Friday, September 4, 2009

Steely Dan Countdown to Gayness #3: Chain Lightning



One of the greatest. With Katy Lied, Fagen and Becker fully made the move to studio musicians. In many ways Katy Lied is a more polished version of Pretzel Logic, a lot of the same ideas, just with more time, shine, gloss, and money thrown into the mix. Such perfectionists, Becker and Fagen refused to listen to the final version of the album, claiming something went wrong in the mastering process and ruined the sound. They even included an apology to the listeners on the back of the album.

Who cares. Take this track, Chain Lightning. It's only three minutes long, but it packs a lot of song into those three minutes. Two verses, no chorus, a great, lazy guitar solo, all punctuated by the electric piano which then vamps off on it's own at the very end leaving you begging for more. It's a study in economy. It gives everything you need even though you want it to keep on going.
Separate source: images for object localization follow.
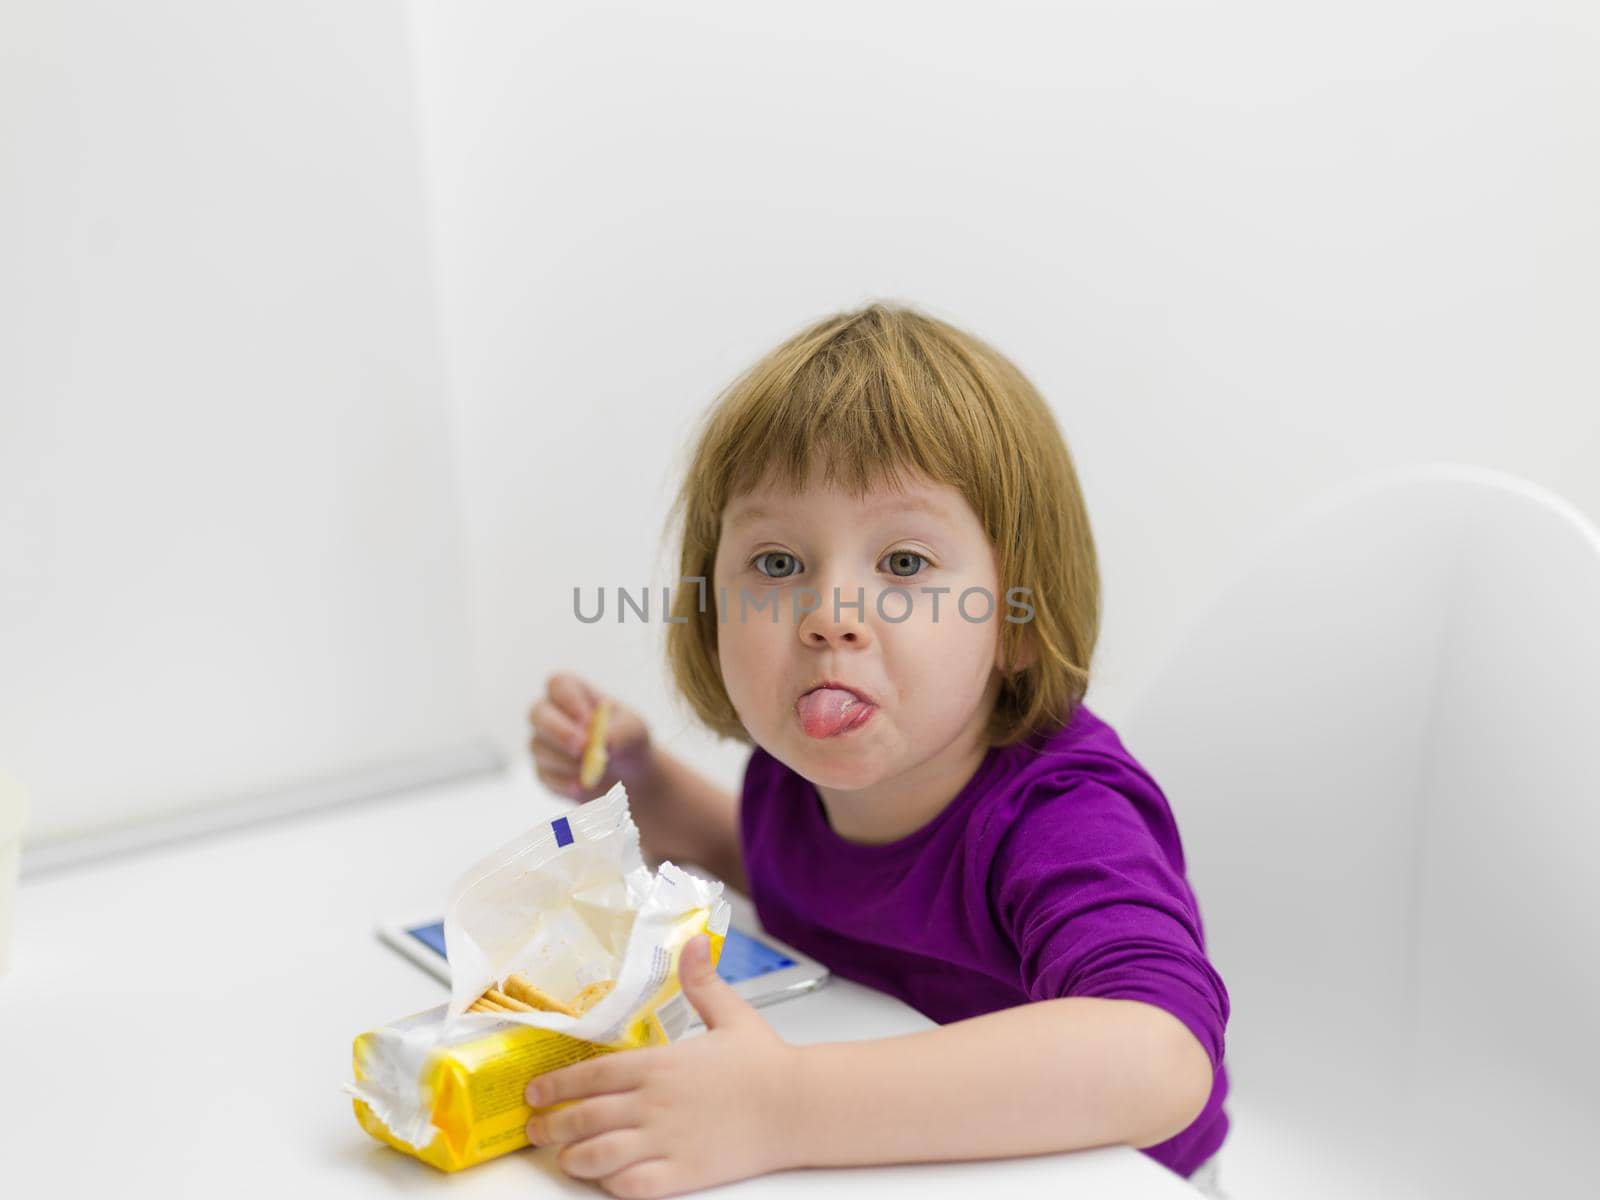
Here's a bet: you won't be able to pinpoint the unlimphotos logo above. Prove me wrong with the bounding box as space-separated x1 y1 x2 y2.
573 580 1035 625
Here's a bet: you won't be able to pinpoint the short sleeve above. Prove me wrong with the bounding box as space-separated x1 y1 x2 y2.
988 781 1231 1070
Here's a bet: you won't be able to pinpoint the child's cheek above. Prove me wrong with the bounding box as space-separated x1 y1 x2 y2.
717 619 770 716
902 601 998 700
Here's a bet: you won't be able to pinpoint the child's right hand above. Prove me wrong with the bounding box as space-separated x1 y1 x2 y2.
528 672 654 803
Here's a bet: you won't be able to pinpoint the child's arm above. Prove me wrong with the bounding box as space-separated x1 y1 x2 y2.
789 993 1214 1165
525 936 1213 1199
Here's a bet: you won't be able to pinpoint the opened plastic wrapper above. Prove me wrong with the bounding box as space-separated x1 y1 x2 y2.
346 783 730 1171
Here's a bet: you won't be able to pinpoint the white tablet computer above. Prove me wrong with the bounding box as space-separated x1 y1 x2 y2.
378 886 828 1023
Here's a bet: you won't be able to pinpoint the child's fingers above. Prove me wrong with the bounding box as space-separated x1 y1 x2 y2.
530 736 585 794
547 672 604 724
535 763 584 801
529 721 584 762
530 733 580 773
530 699 590 758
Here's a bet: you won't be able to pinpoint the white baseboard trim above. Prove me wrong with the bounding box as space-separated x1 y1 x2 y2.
19 740 507 877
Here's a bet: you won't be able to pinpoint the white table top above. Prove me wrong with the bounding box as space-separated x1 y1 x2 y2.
1 766 1200 1198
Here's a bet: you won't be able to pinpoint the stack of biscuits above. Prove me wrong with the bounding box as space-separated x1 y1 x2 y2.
467 974 616 1018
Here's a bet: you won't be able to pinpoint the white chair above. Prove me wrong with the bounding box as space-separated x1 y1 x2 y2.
1119 464 1600 1199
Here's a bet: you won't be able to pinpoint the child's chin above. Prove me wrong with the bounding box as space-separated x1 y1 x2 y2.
792 744 883 789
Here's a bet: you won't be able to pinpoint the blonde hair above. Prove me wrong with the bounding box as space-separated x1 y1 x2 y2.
664 302 1099 747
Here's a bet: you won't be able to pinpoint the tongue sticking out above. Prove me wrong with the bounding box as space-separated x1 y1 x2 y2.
797 687 873 738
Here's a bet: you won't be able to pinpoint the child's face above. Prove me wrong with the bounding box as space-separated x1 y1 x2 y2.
713 472 1009 796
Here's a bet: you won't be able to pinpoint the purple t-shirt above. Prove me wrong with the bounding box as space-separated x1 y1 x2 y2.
738 701 1230 1178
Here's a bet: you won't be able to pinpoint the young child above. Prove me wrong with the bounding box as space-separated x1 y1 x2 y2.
525 304 1230 1200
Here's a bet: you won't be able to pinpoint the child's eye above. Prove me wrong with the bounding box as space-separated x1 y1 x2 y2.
752 551 801 579
881 550 929 578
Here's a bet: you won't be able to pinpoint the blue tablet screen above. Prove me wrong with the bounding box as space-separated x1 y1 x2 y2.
405 922 795 984
407 920 449 960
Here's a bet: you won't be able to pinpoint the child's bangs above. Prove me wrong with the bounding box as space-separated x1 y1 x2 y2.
718 338 978 508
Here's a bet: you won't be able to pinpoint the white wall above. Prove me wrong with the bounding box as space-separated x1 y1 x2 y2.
406 0 1600 796
7 1 1596 848
1 1 486 845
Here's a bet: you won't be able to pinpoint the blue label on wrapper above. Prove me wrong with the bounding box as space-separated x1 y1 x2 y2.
551 816 574 847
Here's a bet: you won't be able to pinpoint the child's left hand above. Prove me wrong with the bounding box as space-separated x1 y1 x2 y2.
525 934 803 1199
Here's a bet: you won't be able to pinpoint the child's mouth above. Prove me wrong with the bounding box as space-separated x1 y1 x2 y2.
795 686 877 739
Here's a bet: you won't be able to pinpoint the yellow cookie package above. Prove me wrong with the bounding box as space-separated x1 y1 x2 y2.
346 784 730 1171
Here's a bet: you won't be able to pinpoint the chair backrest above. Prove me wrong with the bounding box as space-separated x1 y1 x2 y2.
1120 464 1600 1193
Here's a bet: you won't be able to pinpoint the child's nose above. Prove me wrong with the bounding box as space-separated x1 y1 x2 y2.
804 624 863 646
797 594 873 647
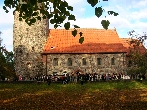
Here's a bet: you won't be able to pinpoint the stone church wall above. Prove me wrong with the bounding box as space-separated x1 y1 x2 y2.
13 11 48 79
45 53 126 75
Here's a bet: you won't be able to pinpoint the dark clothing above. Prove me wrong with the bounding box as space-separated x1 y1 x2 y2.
47 77 51 85
80 76 84 85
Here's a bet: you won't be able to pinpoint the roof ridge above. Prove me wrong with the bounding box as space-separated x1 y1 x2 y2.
49 28 116 30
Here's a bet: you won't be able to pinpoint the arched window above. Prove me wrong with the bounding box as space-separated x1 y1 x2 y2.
97 58 101 65
53 58 58 66
32 46 35 51
111 57 115 65
82 58 86 65
67 58 72 66
128 60 132 67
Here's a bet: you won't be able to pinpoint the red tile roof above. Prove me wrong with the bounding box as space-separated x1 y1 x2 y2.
121 38 147 54
43 28 127 54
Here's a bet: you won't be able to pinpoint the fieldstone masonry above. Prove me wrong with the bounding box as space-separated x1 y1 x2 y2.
13 11 48 79
46 53 126 75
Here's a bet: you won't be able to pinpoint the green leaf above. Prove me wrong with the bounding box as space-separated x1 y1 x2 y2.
68 14 76 21
19 13 22 17
54 24 58 29
54 9 60 14
107 11 114 15
101 20 110 30
37 16 41 21
19 18 22 21
62 1 68 7
50 19 55 24
64 22 70 30
32 12 38 16
43 15 46 19
67 6 73 11
3 6 6 10
5 10 9 13
58 5 66 13
95 7 103 18
108 11 119 16
30 0 37 6
72 29 77 37
65 11 70 16
79 37 84 44
87 0 98 7
46 1 49 5
47 14 53 19
114 12 119 16
50 0 54 3
30 18 36 24
74 25 80 28
79 32 83 37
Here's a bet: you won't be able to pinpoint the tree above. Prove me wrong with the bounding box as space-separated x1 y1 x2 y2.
128 30 147 46
0 32 16 81
127 30 147 75
3 0 118 43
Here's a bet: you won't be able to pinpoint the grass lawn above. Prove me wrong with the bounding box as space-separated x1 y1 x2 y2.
0 80 147 110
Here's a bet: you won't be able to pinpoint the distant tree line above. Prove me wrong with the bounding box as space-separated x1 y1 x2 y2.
127 30 147 75
0 32 17 81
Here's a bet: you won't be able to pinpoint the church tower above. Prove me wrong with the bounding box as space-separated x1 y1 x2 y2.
13 11 49 79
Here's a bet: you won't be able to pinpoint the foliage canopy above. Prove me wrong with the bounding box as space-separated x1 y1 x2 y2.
3 0 118 43
0 33 16 80
127 30 147 75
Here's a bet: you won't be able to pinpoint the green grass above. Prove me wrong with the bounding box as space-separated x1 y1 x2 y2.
0 80 147 99
1 80 147 109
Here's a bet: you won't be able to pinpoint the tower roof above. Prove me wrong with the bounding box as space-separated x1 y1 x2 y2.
43 28 127 54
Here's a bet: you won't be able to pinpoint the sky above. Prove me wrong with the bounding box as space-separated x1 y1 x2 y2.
0 0 147 52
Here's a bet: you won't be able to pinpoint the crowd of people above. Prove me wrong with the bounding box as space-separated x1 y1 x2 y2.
33 71 146 85
1 71 146 83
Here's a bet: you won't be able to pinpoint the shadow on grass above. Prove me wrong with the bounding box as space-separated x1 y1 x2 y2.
1 80 147 109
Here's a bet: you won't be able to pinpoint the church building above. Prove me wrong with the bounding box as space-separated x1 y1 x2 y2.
42 29 127 76
13 11 146 79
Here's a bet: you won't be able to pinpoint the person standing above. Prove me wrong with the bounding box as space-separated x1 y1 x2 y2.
80 75 84 85
140 75 143 83
47 75 51 85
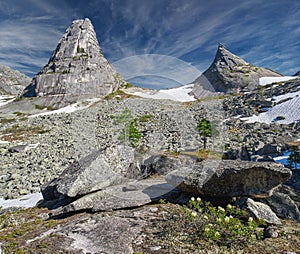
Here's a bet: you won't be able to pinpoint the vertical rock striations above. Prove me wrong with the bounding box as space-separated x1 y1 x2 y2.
191 44 282 97
23 18 125 104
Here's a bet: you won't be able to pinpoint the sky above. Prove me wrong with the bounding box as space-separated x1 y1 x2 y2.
0 0 299 89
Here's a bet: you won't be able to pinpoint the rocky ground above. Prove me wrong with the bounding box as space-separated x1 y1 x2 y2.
0 93 300 253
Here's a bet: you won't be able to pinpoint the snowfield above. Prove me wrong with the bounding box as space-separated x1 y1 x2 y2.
0 192 43 209
259 76 297 86
242 77 300 124
243 89 300 124
0 95 15 107
127 84 196 102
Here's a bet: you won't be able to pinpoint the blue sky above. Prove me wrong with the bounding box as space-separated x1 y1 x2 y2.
0 0 299 89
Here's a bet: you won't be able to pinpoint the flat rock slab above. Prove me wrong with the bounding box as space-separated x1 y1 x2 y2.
166 160 291 198
48 177 181 218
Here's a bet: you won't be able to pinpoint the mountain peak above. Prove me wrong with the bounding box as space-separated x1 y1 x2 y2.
192 44 282 96
23 18 126 106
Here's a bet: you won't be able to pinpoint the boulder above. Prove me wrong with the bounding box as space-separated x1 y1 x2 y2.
236 197 281 225
166 160 291 198
41 145 139 205
47 177 186 218
257 144 281 156
264 192 300 220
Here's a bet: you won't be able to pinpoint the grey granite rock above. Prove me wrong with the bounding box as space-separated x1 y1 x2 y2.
192 44 282 97
236 197 281 225
264 192 300 220
47 177 182 217
23 18 126 106
42 144 138 201
166 160 292 198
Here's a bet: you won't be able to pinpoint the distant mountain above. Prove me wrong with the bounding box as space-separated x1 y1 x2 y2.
293 71 300 76
191 44 282 98
23 18 126 105
0 64 31 95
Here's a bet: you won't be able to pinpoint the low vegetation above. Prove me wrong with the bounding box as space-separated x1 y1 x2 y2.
0 124 49 141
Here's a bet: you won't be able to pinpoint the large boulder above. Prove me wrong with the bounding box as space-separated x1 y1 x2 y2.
47 177 185 218
41 145 139 207
166 160 291 198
Lyrically, there's a lot of debate over this joint. Apparently, on an earlier version of the song, between the verses, Fagen whispers, "thirty years later," and this convinced a lot of people on the Internet the song is about fascism. General idea is they need to be part of the brotherhood, blah blah blah, and thirty years later they go back to where they heard their fallen leader speak. So there's that, the other theory is the song is about plain old heroin addiction.

In general, all Steely Dan songs have two interpretations, something lofty that doesn't really make too much sense and is equivalent to when your high school English teacher told you that Bigger Thomas cut the woman's head off in Native Son because to cut someones head off is to decapitate them and the word decapitate is kinda like "no to capitalism" and Wright was a big communist so when he cuts off her head he's actually committing a a pro-Communist act. And then you think, or he cut her head off because he cut her head off. After all, he was a an unstable guy with viloent tendencies in terrible circumstances in a racist Chicago and had just killed this poor liberal woman and had to dispose of her body and she wouldn't fit in the furnace, which is kinda like the other meaning behind most of Steely Dan's songs, b) drug addiction.